If your long-term capital gains from listed shares or equity mutual funds exceed ₹1,25,000, ITR-1 cannot be used.
Example: Mr. C earned ₹2 lakh as long-term capital gain from listed shares. As the gain exceeds ₹1,25,000, he must file ITR-2.

4. Holders of Unlisted Equity Shares

Anyone who held shares of a private company (unlisted company) during the year cannot file ITR-1.
Example: Ms. D invested in a startup company that is not listed on any stock exchange. Therefore, she is not eligible for ITR-1.

5. Foreign Assets or Financial Interests

Individuals owning assets or investments outside India cannot use ITR-1.
Example: Mr. E owns a residential apartment in Dubai. Since he has a foreign asset, he must file a different ITR form.

6. Signing Authority in Foreign Accounts

A person who has authority to operate or sign in a foreign bank account is not eligible for ITR-1.
Example: Ms. F works for a multinational company and is authorized to sign cheques from the company’s Singapore bank account. She cannot file ITR-1.

7. Income Earned Outside India

Any income received from foreign sources makes a taxpayer ineligible for ITR-1.
Example: Mr. G received consulting fees from a client in the United States. Since he has foreign-source income, ITR-1 cannot be filed.

8. Cases Covered Under Section 393(3) [ Table Sl No. 5] / Section 194N

Taxpayers from whose cash withdrawals TDS has been deducted under this provision cannot use ITR-1.
Example: Mr. H withdrew ₹1.5 crore in cash from his bank account during the year, and the bank deducted TDS. Therefore, he is not eligible for ITR-1.

9. Deferred Tax on ESOPs

Employees who opted for deferred tax payment on eligible startup ESOPs cannot file ITR-1.
Example: Ms. I exercised ESOPs provided by an eligible startup and deferred the tax liability. Hence, she must choose another ITR form.
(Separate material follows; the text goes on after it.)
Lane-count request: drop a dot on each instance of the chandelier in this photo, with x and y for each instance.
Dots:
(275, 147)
10. Brought Forward or Carry Forward Losses

Taxpayers who want to carry forward losses from previous years cannot use ITR-1.
Example: Mr. J incurred a capital loss of ₹50,000 from shares last year and wants to carry it forward for future tax adjustment. Therefore, ITR-1 is not applicable.

11. Total Income Exceeding ₹50 Lakh

Individuals whose total income exceeds ₹50 lakh during the financial year cannot file ITR-1.
Example: Ms. K earned a salary of ₹55 lakh during FY 2025-26. Since her income exceeds ₹50 lakh, she must file ITR-2 or another applicable form.

Why Selecting the Correct ITR Form is Important

Filing your return using the correct form is essential. Using an incorrect ITR form can result in:

  • Defective return notices from the Income Tax Department
  • Delays in processing returns
  • Delays in receiving refunds
  • Additional compliance requirements

Therefore, taxpayers should carefully review their income sources and financial transactions before selecting an ITR form.

Final Words

ITR-1 (Sahaj) remains the most convenient return filing option for salaried individuals, pensioners, and taxpayers with simple income structures. If your income comes from salary, two house properties, interest income, and limited agricultural or limited long-term capital gain income under section 112A, you may be eligible to use this simplified form.

However, taxpayers with foreign assets, Long term capital gains under section 112A beyond the prescribed limits, more than two house properties, business income, or carried-forward losses should carefully evaluate the applicable ITR form before filing their return.

Choosing the right ITR form is the first step toward hassle-free tax compliance and timely processing of your income tax return.